One of the big killers of women’s road racing historically has been a perceived lack of engagement from the women’s cycling community by the cycling world as a whole.  Women can be an organiser’s nightmare – unlike the male racing community where races can be oversubscribed within days, especially where 2/3/4 or 3/4 men’s races are concerned, women’s fields seem to take an age to fill and it can be incredibly frustrating as an organiser, so we thought it would be helpful to produce a guide to assist in the promotion of women’s racing.

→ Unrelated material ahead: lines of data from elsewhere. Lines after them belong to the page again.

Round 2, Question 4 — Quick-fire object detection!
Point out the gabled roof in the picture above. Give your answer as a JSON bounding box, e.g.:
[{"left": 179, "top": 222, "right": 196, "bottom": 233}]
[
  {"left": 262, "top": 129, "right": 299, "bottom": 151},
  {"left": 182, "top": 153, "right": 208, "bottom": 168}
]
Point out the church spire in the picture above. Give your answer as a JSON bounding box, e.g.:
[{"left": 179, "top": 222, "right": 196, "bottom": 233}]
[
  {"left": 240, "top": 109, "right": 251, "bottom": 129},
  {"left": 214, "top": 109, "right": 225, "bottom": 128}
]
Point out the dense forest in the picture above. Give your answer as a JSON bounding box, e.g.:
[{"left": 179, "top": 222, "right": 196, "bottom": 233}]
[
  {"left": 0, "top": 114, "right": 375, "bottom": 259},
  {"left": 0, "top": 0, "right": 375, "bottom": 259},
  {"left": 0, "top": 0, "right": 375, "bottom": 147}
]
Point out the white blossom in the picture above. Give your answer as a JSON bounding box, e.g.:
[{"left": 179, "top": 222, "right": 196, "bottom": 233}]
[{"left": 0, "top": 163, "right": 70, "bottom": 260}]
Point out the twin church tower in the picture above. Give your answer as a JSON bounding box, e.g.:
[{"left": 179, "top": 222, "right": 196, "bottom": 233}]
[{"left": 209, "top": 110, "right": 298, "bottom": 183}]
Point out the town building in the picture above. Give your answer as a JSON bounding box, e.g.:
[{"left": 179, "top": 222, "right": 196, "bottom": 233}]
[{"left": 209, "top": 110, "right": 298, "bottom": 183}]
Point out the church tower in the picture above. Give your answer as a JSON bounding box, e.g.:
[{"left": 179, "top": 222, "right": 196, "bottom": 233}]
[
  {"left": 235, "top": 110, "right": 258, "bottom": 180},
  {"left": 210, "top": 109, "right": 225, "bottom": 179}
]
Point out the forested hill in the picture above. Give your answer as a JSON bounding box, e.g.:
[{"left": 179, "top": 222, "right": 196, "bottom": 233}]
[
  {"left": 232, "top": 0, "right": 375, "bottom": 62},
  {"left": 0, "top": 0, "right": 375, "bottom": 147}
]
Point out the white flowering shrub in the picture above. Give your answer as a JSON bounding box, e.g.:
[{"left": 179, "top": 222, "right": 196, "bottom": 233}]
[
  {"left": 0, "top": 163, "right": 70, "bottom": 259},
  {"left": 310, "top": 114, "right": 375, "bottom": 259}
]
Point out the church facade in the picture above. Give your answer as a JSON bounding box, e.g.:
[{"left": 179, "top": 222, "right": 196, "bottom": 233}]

Don’t be fooled by statistics

The key point here is that there are nowhere near the numbers of women racing as most people think.  In fact, latest figures suggest that there are around 1,500 licence holders nationally.  Yes, the numbers may have increased by 53% over the last two years, but we’re still nowhere near capacity.  This brings me nicely onto the next point:

Riders will travel for the right race opportunity

As the opportunities are still relatively limited for women racing, riders will often travel outside of their region for the right event.  This means that you need to check the Events Calendar on the British Cycling website to ensure that there are no potential clashes on the date you are looking for – if you are planning your event for next season, most races tend to stay on the same date each year – so use the previous year’s calendar if nothing else.  Other clashes to avoid include any Women’s Team Series event, especially if you are planning on organising a race down South, and National Series events, unless your target is a W3/W4 field.  There is also a list of women’s event in the Racing Chance Women’s Racing Forum group on Facebook, as a backstop.

Get your classification right

If you want to organise an event, you have to ring up British Cycling and request access to their Event Organiser Dashboard.  It’s really straightforward to set a race up and there are loads of FAQs for organisers on the BC website.  The main thing to make sure is that you get the classification right – there is an option for “Women Only” – this is the classification that women who want to race will search for when looking for events.  Trust us, there are organisers who have not clicked that option and have then queried why no women entered their event.

Don’t overprice the event – big prizes are not the answer

There is nothing that women riders hate more than an event that costs a fortune (this includes closed circuit races that are the same price as the elite men’s event when it isn’t the same distance).  With road racing, the costs are much higher due to marshalling requirements, mileage costs for officials and higher first aid costs, but budget accordingly and work out what the best price is for your entry fee.  Most racing cyclists aren’t loaded cash wise, so if you pick a price point which is over £25, it is likely that they will look elsewhere for a cheaper alternative.  And don’t try the “we have a great prize list though” argument – if you are offering a large amount for the winner/top 10, that has no effect on the majority of the riders entering your race as there are only 10 riders who will profit.  If you’re lucky enough to have sponsorship in monetary terms, why not use some of that cash to reduce the entry fee to something more reasonable?  Your field size will more than likely benefit from it.

Run it alongside a men’s event

Most women’s races will not feature full fields – it’s a fact of life, so manage your expectations accordingly.  However, one of the best things to do if you want to promote a women’s event is to run it at the same time as a men’s event.  In order to do this, you will need to find a circuit that is long enough (we usually say around 8 miles minimum) and that you have permission to do that (check with your local Regional Events Officer for confirmation) but in our experience, this is the best way to start off and it ensures that your event for the women will break even, as the infrastructure will be in place already for the men’s event – the only additional costs will be for the officials who are overseeing the women’s event.

 

 

 

 

 

 

Enable “View Entrants”

Most women look at who else has entered the race before deciding whether to enter or not.  Take up for most races seems to be better when riders can see their competitors and how many entrants there are.

Provide as much information as possible

The more information you can provide the better.  Lovelo Cinelli RT’s race promotion was extremely good – it included a link on Strava to the circuit, a YouTube clip of the circuit and an informative race pack early on – they were fully booked within days.

Use social media to promote your event

Twitter and Facebook groups are the obvious choice – but make sure you include the link to the event on the British Cycling calendar – this is often overlooked, especially if your event has its own website.  Choose a good hashtag too - it helps to promote a vibe around your event.  At the same time, it’s also useful to note that there is no need to bombard your potential riders with tweets and Facebook mentions – if you turn into an obsessive, people just switch off and totally disengage – you won’t get any riders that way.

Remain positive at all times

Don’t fall into the trap over openly criticising women for not entering your event early – it’s just not appropriate.  There’s no need to coerce, troll or bully women into entering your event – if it looks like a good event and you promote it in the right way, you are highly likely to get entries, just don’t expect a full field as it’s unlikely to happen.

If you decide to promote a women's race, thank you very much.  Organising events is a thankless task and it can seem incredibly overwhelming if you haven't done it before, but without event organisers there would be no sport, and cycling would be the much worse off as a result.